Over the past year non uniform staff have been investigating how they can reduce their "carbon footprint" by reviewing the environmental impact of firefighting activities and how Shropshire Fire and Rescue Service is run.

During the project, personnel had to identify effective improvements and monitor their effectiveness.

Benefits have ranged from introducing bio fuels into the fire vehicles fleet to recycling oil filters, preventing oil spills and improving drainage to minimise water pollution from washing fire appliances. Fire stations are also now in the process of being insulated and draught proofed to save energy.

Shropshire's fire stations have been changed over the past few years from gas to electricity for heating as it is more efficient.

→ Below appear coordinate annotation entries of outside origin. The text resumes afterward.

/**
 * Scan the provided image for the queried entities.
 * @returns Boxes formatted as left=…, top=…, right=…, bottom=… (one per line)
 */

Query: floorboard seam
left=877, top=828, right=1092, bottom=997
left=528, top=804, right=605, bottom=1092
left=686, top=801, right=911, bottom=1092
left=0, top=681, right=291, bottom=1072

The brigade has run an efficient waste management scheme for the past five years where all rubbish is taken to a recycling centre in Telford. But now they have looked at everything that is thrown away to see if savings can be made.

Oils are now recycled along with oil filters where not only the oil is removed and re-used but also metal inside the 80 oil filters used on 50 fire appliances each year. A storeroom floor where oil is stored has been waterproofed to capture any spills.

"We decided that the ISO 14001 certificate was going to mean more to us than just putting information down on paper. We were going to take action to reduce waste, make our fire service more energy efficient and make cost savings wherever possible for the public purse," said Andrew Kelcey, Head of Resources at Shropshire Fire and Rescue Service.

"Working to the ISO standard has enabled us to clearly understand our environmental impact and take practical and cost effective steps to minimise harm while providing an excellent service to our community.

"Too often simple and effective measures such as insulation, draught proofing and waste management are overlooked in favour of more glamorous schemes such as wind turbines.

"This system ensures we identify the most significant issues and address them effectively – the same approach we take across the service and which has enabled us to perform so well in recently published performance audits," added Mr Kelcey.

The environmental management system was developed in-house with support from Groundwork Black Country and is built on the service's existing ISO9001:2000 quality management system which has been in place since 2006.